Panorama investigation into corruption in football: Undercover investigations by the BBC's Panorama programme into football's "bung culture" have produced footage of a leading agent alleging that he knows of "six to eight" managers willing to receive illegal payments.
The agent Charles Collymore, whose CS Sports Management firm has represented Premiership players such as Salif Diao, Khalilou Fadiga and Eric Djemba-Djemba, is captured on film, to be broadcast tonight, making remarks about football's undeclared incomes. "There's managers out there who take bungs all day long," said Collymore. "(Unnamed manager), you know that, takes bungs all day long. We've got (unnamed club), yep all day long."
Collymore was last night identified by Luton Town's manager Mike Newell as the agent who offered him a bung, an allegation that helped launch the current English Football Association and Premier League investigations into illegal payments.
It is understood Panorama executives intend to reveal the identities of the individuals Collymore, who did not know he was being filmed, names in the programme entitled Undercover: Football's dirty secrets.
Referring to proposals by Panorama's undercover reporters to provide "bungs", Collymore adds: "I would say to you comfortably there's six to eight managers we could definitely approach and they'd be up for this, no problem."
Collymore's comments to the television investigators come just 13 days before Lord Stevens is set to deliver a report to the Premier League chairman Dave Richards in which he will provide preliminary findings from an investigation of 320 top-flight transfers over a 24-month period to January this year.
The inquiry began in March after the Premier League chief executive Richard Scudamore said he wished to remove the "innuendo" surrounding transfer activities.
"Officials at football clubs have allowed it to go on," said Newell on Radio Five Live last night. "Someone is benefiting somewhere along the line.
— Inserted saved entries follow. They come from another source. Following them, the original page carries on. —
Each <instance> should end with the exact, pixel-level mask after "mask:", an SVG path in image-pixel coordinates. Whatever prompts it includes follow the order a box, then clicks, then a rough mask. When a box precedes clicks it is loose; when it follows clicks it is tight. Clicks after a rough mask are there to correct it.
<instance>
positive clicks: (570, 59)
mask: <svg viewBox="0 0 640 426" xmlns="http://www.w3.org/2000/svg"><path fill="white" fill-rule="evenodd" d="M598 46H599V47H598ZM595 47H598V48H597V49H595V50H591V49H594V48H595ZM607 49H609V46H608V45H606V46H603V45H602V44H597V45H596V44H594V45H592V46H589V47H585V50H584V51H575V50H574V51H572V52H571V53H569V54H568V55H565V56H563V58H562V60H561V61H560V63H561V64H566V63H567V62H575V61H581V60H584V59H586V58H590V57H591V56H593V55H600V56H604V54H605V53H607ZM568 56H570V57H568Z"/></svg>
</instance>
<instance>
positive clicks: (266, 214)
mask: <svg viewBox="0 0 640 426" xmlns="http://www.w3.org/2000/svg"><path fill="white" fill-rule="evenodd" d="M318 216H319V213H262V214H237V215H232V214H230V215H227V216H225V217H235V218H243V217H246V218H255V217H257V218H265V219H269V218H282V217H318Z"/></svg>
I was offered money on two occasions and I have only been a manager four years. I like to sleep at night and I don't want to be offered money outside of my contract. On one occasion it was a football club official trying to make a deal go through, and on another it was an agent."
Newell also contributed to tonight's Panorama programme, in which he confirms the agent who offered him a bung was Collymore, along with his assistant Mark Wilson, who unlike Collymore does not hold a Fifa licence. "Those are the people who tried to pay me money," Newell said to the Panorama team. "It's great for me to see what I've just seen on the film. It does vindicate me and it does vilify them."
But key protagonists like Newell have irked some other managers. Portsmouth's manager Harry Redknapp insists he has done nothing wrong and challenged Newell to make public the identities of those who offered him payments.
Redknapp is one manager who is expected to feature in the investigation, although he has strenuously denied any wrongdoing. He swears he is "a one million per cent innocent party" and has never taken a back-hander to sign or sell a player.
Redknapp's former assistant Kevin Bond, who is now Newcastle's number two, is one of several protagonists preparing to sue the BBC if the programme accuses him directly of any financial impropriety. Bond denies any wrongdoing.
Bolton manager Sam Allardyce has admitted his family are "concerned" about possible allegations in the programme. Allardyce and his agent son Craig are understood to have been among those investigated by the programme.
The Bolton manager said: "We are concerned but at the moment, because I am linked with it, from a legal point of view, I cannot say any more than that."